In 1973, Eric Yanagi was a 22-year-old commercial photographer struggling to get his career started. It was also a time of change for Waikiki, when accelerated commercial and high-rise development began its final encroachment on the few remaining modest, single-family homes in the neighborhood.
So Yanagi, with time on his hands and change happening before his eyes, did what any photographer would do: He started taking photographs.
"At the time, I knew it would be important eventually," said Yanagi.
Even though he wasn’t sure the significance of the work would be recognized until decades later or even after his death, "I knew it would be an important thing to do."
Yanagi, now 60, went on to establish his photography business, taking pictures of buildings, business people and products. He submitted his Waikiki portfolio to various publishers, whose interest ranged from "mild" to "disinterested."
Now Yanagi has self-published his book, which he titled "Waikiki 73." In stark black-and-white images, the book captures the life and times of the people and a place in transition.
Star-Advertiser photo editor George F. Lee said Yanagi’s photos capture Waikiki in a time of transition when "streams of visitors and transients from the mainland, hippies, military personnel and the occasional oddball looking for a place to land would be succeeded by a newer breed of visitor attracted by the tourist mecca we would come to know in the 1980s and beyond."
Lee said Yanagi’s imagery of "that fleeting time branches out to a much larger picture."
Yanagi considers the book to be an unfinished project, and is seeking help in completing his venture. Most of the people in his photographs are unidentified, so he’s appealing to the community for help in matching names with faces, as well as some of his subjects’ personal stories.
"Some of these photographs are of local people that I didn’t document in the sense of writing down their names," he said.
Pointing to a photograph of some children, he added: "Some of these kids probably still live here. They’re 40, 50 years old now. It would be great to find out who they are, if they could remember anything from their time in Hawaii."
Yanagi believes some of the people in the photos should be easy to identify, such as the elderly man playing the mandolin in the cover photo. "This guy was a well-known local figure," Yanagi said. "Every day he was out there on the street playing his mandolin. Someone must know his name, what he did, what his life was like."
Some people in his photographs are already well known: actor Jack Lord, in his dapper "Hawaii Five-0" suit and tie, interacting with a crowd; entertainer Al Harrington, getting ready for a Polynesian theater show; musician Nephi Hannemann (Mufi’s brother). But most of his pictures are anonymous portraits, like a Waikiki adaptation of Grant Wood’s "American Gothic" — kids hanging out on a front stoop, a family sitting on a couch. Relatively few show the famous beach.

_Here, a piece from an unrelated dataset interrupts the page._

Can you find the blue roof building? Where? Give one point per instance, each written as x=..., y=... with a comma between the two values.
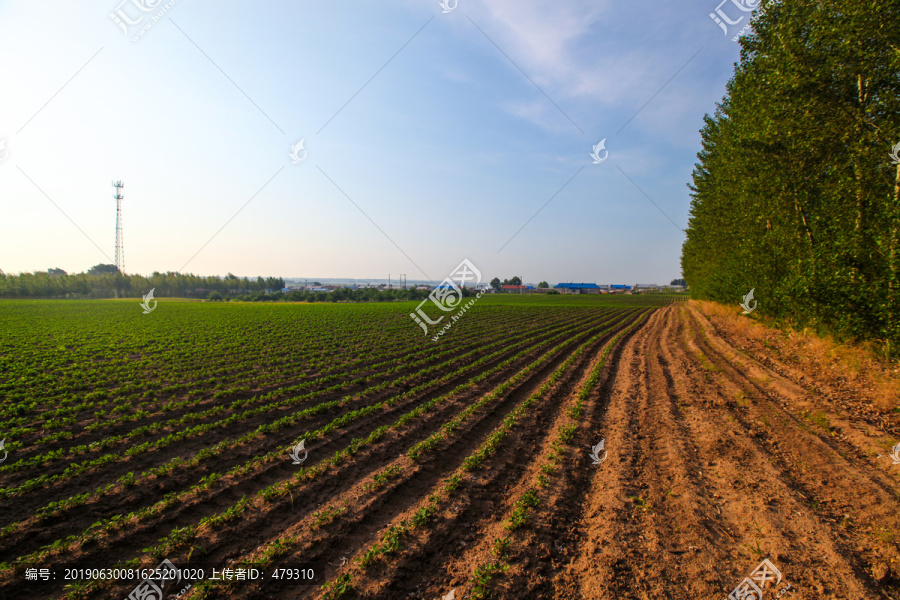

Yanagi remembers taking one of the more popular images — an African-American man carrying a blond toddler in a baby carrier on his back. He happened on the pair in a parking lot and snapped the photo immediately. "Usually you try to engage the guy in some kind of conversation to maybe get a different shot," he said, "but this time the guy just turned and looked right through me and kept on going."
Other images show the architectural transformation of Waikiki: single-wall-construction, island-style homes juxtaposed against small apartment buildings and high-rise condos.
Yanagi remembers that era as a time of "massive bulldozing," when American and Japanese investment fueled the transformation of Waikiki. He had seen the work of photographers documenting urban life in cities such as New York and Paris and decided to do the same in Waikiki, roaming from the Ala Wai Canal to Diamond Head taking pictures.
"It was something I’d never done before," he said. "I was used to working in the studio or doing commercial jobs where you go to a hotel and photograph setups and arrange things. This was, literally, you don’t know what’s around the corner. You just go with the flow.
"I’d literally pound on strangers’ doors up and down the little side streets near the Ala Wai Canal and say, ‘Can I come in and photograph you in your living room or your bedroom? And people would say, ‘Come on in.’"
He plans to update the book with any new information that surfaces and send copies to various national libraries and archival institutions.
"These people deserve to be remembered," he said.